Pero la Tere, que me sacaba seis años, nunca me miró. Cada tarde, yo acudía a los pequeños conciertos del barrio y le miraba los pies. Me quedaba embobado. La Tere podía pasar horas y horas cantando descalza sobre un escenario.

Yo sabía que aquella obsesión por los pies me venía de lejos, cuando, de pequeño, jugaba al corro de las patatas con mi prima Azucena, que también tenía pies, y que solo hacía caso a mi hermano Alberto.

Desde entonces siempre me han gustado las mujeres con pies. Imagino que de tanto jugar al corro de las patatas se me quedó ese trauma. Si veía una mujer con pies ahí iba. Me acercaba muy serio, ponía cara de ser de Huelva, y le decía: “No voy a hacerte daño. Solo quiero que hablemos”

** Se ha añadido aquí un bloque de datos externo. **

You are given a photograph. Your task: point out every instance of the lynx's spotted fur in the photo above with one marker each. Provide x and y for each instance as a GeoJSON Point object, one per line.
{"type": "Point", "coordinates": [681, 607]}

En realidad la frase no era mía. Debí de escucharla en alguna película de entonces, pero con aquellas palabras las chicas quedaban bastante impresionadas. Sobre todo al principio. Un día, se las dije a la Tere. Ella miró al cielo, sin inmutarse, luego, se tocó la coleta y se fue a comer pipas a un banco.

A los diez años por fin conocí Huelva. Sucedió en una excursión del colegio. Yo caminaba por aquella ciudad, junto a un chico que no paraba de quejarse, porque decía que en todas las películas el bueno siempre ganaba y se quedaba con la chica.

Huelva me pareció una ciudad muy bonita, pero no recordaba nada de sus calles. Me costó mucho aceptar aquello. Durante semanas apenas pude dormir. Una tarde, decidí que todo había terminado, y me puse a escribir una carta de despedida.

La dejé sobre la mesa de la cocina. Al día siguiente, la carta ya no estaba, y en casa sólo se hablaba del resfriado de mi hermano Juan. Durante semanas escribí más y más cartas. Las iba dejando por todas partes, y siempre desaparecían. Una noche, mi madre entró en el cuarto, se sentó en el borde de la cama, me arropó, y dejó sobre la mesilla un cuaderno verde con las hojas en blanco.